He had 20 opposition activists arrested in early October but quickly released them after an international human rights group criticized the move.
His recent announcements of concessions to protesters' demands to democratize have not quelled discontent.
Prime Minister Abdullah Ensour, in office for just over a month, took to the airwaves Tuesday night to address the protests. He accused Islamists of lying in wait for any opportunity to incite the collapse of a stable government.
Speaking of the Islamic Action Front, he said: "They have been trying to mobilize their people in the streets and prepare themselves for such an eventful day."
He reminded them that they had shown no opposition when Egypt's Islamist president, Mohamed Morsy of the Muslim Brotherhood, had to raise gas prices there.
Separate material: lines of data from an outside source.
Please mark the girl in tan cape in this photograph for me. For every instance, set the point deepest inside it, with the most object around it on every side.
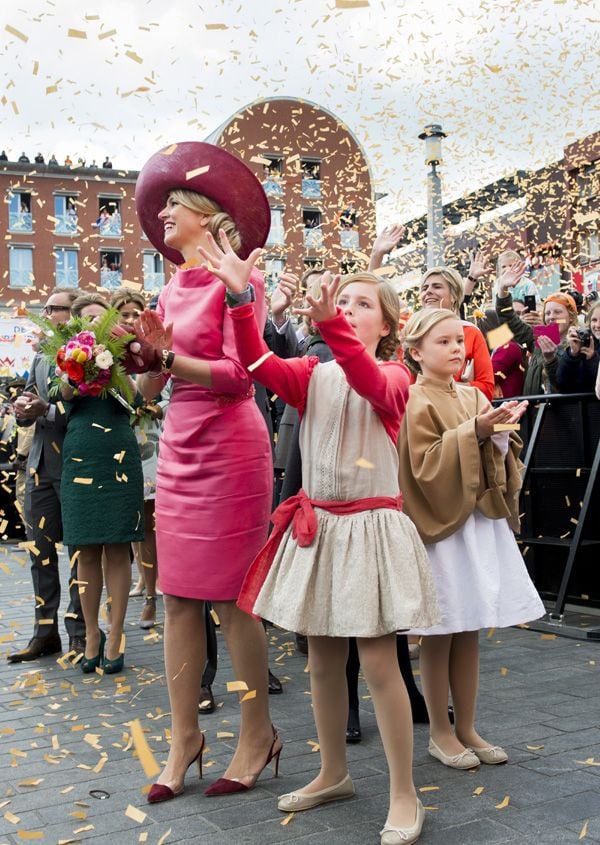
(460, 477)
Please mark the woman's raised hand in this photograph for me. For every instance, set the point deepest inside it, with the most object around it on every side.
(226, 265)
(323, 308)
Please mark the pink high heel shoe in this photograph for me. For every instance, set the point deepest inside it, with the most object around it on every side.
(227, 786)
(161, 792)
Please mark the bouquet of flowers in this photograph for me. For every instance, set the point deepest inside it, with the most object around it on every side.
(87, 355)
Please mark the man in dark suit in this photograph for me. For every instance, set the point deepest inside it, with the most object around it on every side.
(42, 502)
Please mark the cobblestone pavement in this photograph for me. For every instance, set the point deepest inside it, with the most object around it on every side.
(63, 734)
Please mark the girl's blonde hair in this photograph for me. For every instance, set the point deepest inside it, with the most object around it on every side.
(123, 296)
(419, 325)
(510, 254)
(390, 308)
(219, 219)
(454, 281)
(87, 299)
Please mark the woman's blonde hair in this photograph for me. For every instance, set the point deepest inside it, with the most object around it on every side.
(219, 219)
(87, 299)
(390, 308)
(454, 281)
(123, 296)
(419, 325)
(510, 254)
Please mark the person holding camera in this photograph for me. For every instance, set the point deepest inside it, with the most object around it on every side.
(578, 363)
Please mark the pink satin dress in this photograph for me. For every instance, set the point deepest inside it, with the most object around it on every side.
(215, 477)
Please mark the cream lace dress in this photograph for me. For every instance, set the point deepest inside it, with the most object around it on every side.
(365, 574)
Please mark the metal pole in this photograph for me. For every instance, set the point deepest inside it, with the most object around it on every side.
(435, 219)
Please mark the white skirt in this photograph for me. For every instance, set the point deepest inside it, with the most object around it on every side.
(480, 579)
(364, 575)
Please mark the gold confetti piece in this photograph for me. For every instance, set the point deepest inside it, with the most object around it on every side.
(145, 755)
(135, 814)
(260, 361)
(249, 695)
(191, 174)
(16, 32)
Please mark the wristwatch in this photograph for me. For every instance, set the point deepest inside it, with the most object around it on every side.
(166, 359)
(244, 297)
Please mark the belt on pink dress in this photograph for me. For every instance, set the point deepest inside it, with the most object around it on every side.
(299, 510)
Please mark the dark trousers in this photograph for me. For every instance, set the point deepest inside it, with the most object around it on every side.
(44, 529)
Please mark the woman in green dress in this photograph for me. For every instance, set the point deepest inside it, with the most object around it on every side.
(102, 506)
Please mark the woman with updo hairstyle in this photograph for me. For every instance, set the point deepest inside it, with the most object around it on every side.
(215, 478)
(147, 428)
(442, 287)
(102, 505)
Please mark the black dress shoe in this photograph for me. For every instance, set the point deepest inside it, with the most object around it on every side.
(77, 644)
(275, 687)
(353, 731)
(37, 647)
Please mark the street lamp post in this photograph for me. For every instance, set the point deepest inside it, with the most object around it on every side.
(432, 135)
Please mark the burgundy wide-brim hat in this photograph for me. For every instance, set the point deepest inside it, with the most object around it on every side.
(208, 170)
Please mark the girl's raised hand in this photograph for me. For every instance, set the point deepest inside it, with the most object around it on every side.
(323, 308)
(226, 265)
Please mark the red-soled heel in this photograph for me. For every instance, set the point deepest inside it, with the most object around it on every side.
(161, 792)
(227, 786)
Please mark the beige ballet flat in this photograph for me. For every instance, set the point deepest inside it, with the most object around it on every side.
(293, 802)
(492, 755)
(404, 835)
(467, 759)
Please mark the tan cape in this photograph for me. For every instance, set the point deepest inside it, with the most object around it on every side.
(445, 472)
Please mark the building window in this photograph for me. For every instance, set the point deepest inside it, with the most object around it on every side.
(19, 212)
(154, 272)
(313, 236)
(276, 235)
(110, 269)
(311, 178)
(274, 267)
(65, 268)
(21, 266)
(65, 215)
(108, 222)
(272, 176)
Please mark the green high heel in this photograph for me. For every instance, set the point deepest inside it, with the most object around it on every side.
(111, 667)
(90, 664)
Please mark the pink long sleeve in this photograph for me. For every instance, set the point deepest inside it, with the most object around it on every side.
(288, 378)
(384, 385)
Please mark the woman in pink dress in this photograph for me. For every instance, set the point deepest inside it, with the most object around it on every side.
(214, 480)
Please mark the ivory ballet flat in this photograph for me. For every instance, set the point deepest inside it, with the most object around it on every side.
(293, 802)
(404, 835)
(467, 759)
(492, 755)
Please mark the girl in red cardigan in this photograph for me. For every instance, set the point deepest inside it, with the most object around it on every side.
(343, 560)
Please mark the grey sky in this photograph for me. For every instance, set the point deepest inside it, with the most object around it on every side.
(511, 82)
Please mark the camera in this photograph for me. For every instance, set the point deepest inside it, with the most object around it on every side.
(585, 336)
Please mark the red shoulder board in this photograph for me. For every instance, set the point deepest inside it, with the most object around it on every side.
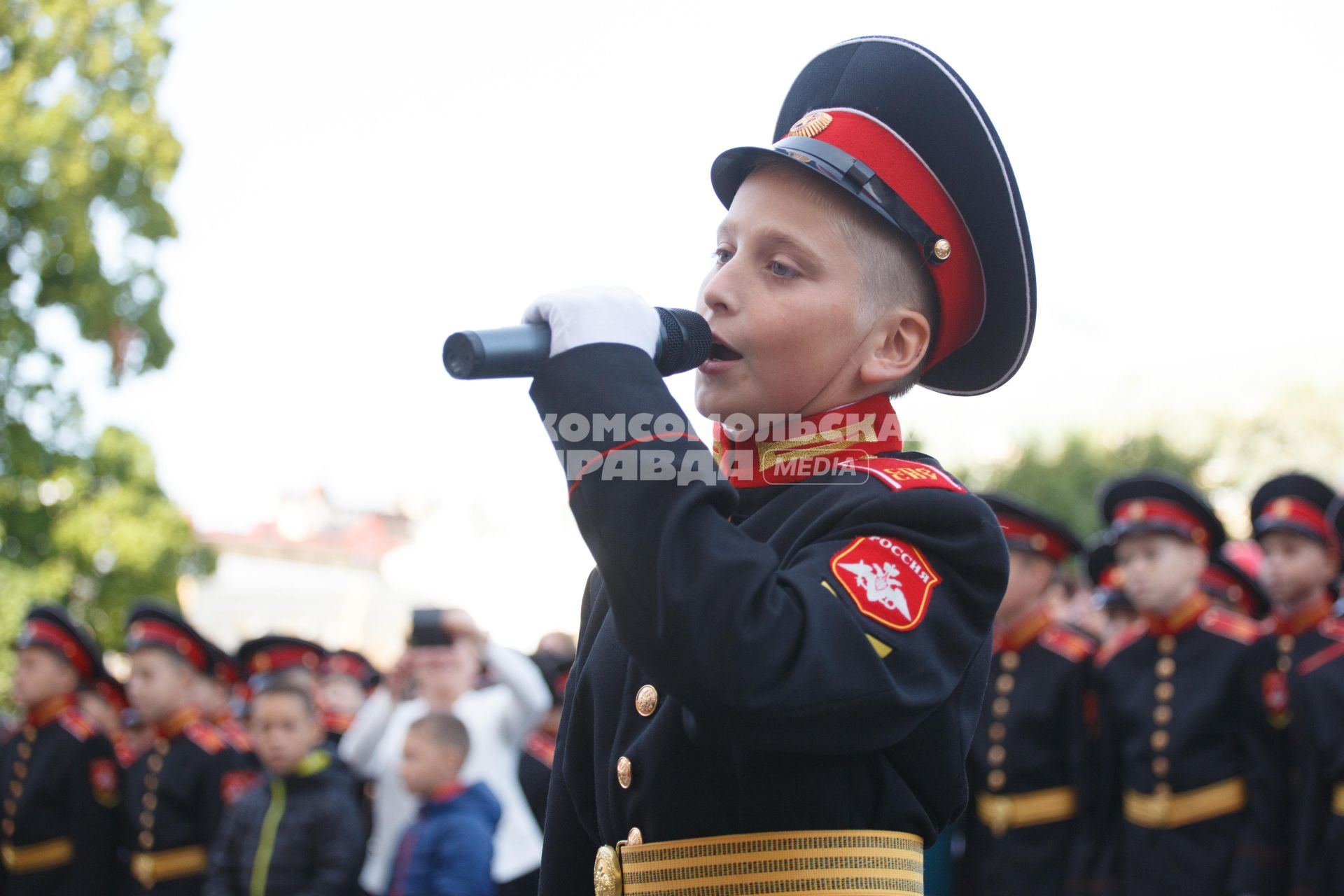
(1320, 659)
(1070, 645)
(1230, 625)
(1128, 636)
(73, 720)
(902, 476)
(204, 736)
(1332, 629)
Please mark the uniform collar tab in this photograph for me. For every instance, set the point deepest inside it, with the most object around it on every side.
(790, 449)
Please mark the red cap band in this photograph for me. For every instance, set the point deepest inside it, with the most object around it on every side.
(57, 638)
(1298, 514)
(1168, 514)
(147, 633)
(958, 280)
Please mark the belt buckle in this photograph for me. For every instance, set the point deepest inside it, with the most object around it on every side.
(1000, 814)
(606, 872)
(1163, 809)
(143, 869)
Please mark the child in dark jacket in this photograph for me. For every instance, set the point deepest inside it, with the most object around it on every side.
(299, 833)
(448, 850)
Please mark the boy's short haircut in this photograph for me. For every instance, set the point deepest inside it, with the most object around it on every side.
(284, 688)
(168, 652)
(445, 729)
(891, 269)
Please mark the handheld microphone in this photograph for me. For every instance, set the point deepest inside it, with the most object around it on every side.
(519, 351)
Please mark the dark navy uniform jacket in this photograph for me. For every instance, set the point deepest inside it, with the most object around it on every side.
(176, 793)
(61, 780)
(788, 657)
(1317, 700)
(1180, 710)
(1037, 734)
(1285, 641)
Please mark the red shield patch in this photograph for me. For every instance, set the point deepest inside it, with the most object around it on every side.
(233, 785)
(105, 782)
(1275, 691)
(888, 580)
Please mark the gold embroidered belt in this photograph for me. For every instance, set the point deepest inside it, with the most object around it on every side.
(167, 864)
(1004, 812)
(1161, 812)
(34, 858)
(857, 862)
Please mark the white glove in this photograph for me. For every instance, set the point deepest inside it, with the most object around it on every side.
(596, 315)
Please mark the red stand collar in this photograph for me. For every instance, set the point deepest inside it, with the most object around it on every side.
(1310, 615)
(1182, 617)
(796, 449)
(178, 722)
(49, 710)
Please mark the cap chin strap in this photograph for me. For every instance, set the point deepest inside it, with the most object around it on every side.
(863, 179)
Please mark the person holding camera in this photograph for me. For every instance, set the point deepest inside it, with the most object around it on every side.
(444, 663)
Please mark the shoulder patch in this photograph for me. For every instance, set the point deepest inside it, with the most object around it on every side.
(1230, 625)
(78, 724)
(105, 782)
(1128, 636)
(204, 736)
(1070, 645)
(1320, 659)
(901, 476)
(888, 580)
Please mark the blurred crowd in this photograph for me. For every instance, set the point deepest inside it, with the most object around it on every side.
(280, 769)
(1167, 710)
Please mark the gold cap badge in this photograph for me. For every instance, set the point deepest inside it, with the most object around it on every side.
(811, 124)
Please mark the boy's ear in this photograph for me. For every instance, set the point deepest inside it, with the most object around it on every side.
(895, 346)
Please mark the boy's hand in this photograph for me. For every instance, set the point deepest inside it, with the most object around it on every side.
(596, 315)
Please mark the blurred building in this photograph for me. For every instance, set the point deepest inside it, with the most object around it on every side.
(315, 573)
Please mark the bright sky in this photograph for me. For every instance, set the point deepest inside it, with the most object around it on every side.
(360, 181)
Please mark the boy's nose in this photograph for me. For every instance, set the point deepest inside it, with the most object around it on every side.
(718, 295)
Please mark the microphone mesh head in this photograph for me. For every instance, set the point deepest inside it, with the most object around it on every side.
(686, 343)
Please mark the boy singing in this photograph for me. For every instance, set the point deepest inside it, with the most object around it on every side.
(799, 641)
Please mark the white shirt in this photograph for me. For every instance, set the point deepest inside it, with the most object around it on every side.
(498, 720)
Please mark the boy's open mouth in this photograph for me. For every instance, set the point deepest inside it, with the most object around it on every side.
(723, 352)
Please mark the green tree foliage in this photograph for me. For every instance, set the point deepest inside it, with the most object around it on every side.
(1063, 480)
(85, 160)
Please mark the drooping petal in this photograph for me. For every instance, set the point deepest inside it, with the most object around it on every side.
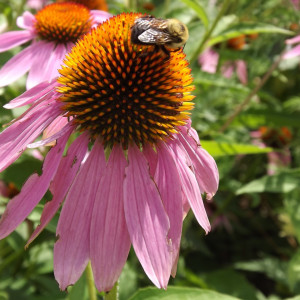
(15, 138)
(147, 222)
(294, 40)
(72, 250)
(100, 16)
(204, 166)
(39, 70)
(168, 182)
(13, 39)
(189, 185)
(241, 71)
(32, 192)
(56, 60)
(109, 238)
(18, 65)
(60, 185)
(30, 96)
(26, 21)
(292, 53)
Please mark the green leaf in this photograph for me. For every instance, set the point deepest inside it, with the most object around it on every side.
(219, 81)
(273, 267)
(224, 149)
(179, 293)
(197, 7)
(279, 183)
(255, 118)
(246, 28)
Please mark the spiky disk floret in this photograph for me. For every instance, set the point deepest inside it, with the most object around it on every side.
(125, 93)
(63, 22)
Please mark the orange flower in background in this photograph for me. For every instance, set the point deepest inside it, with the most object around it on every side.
(275, 138)
(91, 4)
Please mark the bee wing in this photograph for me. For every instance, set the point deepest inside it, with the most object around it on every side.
(152, 36)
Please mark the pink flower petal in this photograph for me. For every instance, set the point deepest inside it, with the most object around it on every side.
(30, 96)
(39, 70)
(32, 192)
(71, 251)
(13, 39)
(64, 177)
(168, 183)
(147, 222)
(227, 69)
(18, 65)
(52, 138)
(15, 138)
(241, 71)
(292, 53)
(204, 166)
(55, 126)
(99, 16)
(56, 60)
(109, 238)
(190, 186)
(26, 21)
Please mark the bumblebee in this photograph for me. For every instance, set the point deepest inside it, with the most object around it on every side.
(148, 30)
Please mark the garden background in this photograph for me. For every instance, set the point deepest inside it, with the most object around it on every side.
(247, 114)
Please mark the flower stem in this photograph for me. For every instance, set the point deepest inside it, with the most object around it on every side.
(240, 107)
(90, 281)
(208, 34)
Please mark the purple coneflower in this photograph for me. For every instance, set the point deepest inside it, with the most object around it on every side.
(135, 168)
(293, 52)
(54, 30)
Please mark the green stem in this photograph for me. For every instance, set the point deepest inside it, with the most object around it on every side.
(208, 34)
(113, 294)
(90, 281)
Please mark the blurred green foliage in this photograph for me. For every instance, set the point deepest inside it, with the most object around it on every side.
(253, 249)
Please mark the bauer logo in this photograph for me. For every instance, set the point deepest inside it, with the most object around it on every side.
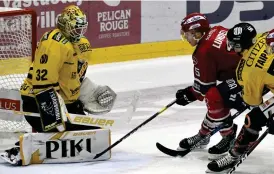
(22, 23)
(115, 24)
(67, 148)
(10, 104)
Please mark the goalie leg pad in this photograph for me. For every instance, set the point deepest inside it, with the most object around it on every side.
(52, 110)
(64, 147)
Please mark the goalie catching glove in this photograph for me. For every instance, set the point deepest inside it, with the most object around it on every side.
(96, 99)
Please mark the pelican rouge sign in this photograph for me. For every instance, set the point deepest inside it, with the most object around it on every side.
(111, 23)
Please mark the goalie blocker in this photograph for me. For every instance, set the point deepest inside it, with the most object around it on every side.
(62, 147)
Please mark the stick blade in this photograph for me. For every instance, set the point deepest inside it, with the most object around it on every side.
(172, 152)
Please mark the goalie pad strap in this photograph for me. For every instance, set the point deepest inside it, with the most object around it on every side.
(52, 110)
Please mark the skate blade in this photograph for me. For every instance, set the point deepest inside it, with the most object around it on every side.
(196, 149)
(222, 172)
(212, 157)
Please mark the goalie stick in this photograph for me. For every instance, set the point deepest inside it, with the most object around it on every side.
(176, 153)
(135, 129)
(87, 120)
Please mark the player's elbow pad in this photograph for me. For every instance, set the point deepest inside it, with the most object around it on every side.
(96, 99)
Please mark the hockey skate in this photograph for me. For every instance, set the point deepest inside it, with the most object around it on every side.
(12, 156)
(221, 149)
(187, 143)
(223, 164)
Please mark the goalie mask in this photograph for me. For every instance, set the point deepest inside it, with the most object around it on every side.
(73, 23)
(242, 36)
(270, 42)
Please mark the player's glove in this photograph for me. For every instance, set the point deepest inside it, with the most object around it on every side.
(185, 96)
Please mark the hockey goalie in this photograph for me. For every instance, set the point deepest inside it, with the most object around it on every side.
(55, 86)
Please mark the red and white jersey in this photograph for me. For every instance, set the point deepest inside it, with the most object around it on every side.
(212, 60)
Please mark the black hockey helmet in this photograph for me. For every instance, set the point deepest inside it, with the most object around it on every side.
(241, 36)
He then appealed to Jordanians not to "be influenced by these petty attempts."
Ensour has blamed the gas subsidy cuts on budget slashing made necessary by the uprisings in neighboring countries, which have reduced the gasoline supply to Jordan.
"In the past 18 months of the Arab Spring, Jordan has lost between $4 and $5 billion at least as a result of oil stoppage, especially the Egyptian gas supplies," Petra quoted Ensour as saying.
It has put the country's budget deficit through the roof, he said.
In the past two years, King Abdullah has fired four prime ministers. In February 2011, shortly before Egyptian President Hosni Mubarak was forced out of office following weeks of intense protest, the king dismissed his government and ordered "genuine political reform," the country's royal court reported.
Political reforms would mean taking power away from his base -- the Bedouin tribes, a group known as the East Bankers.
On top of that concern, the king is also dealing with more than 200,000 Syrian refugees who have entered Jordan recently, fleeing despotism in the neighboring country.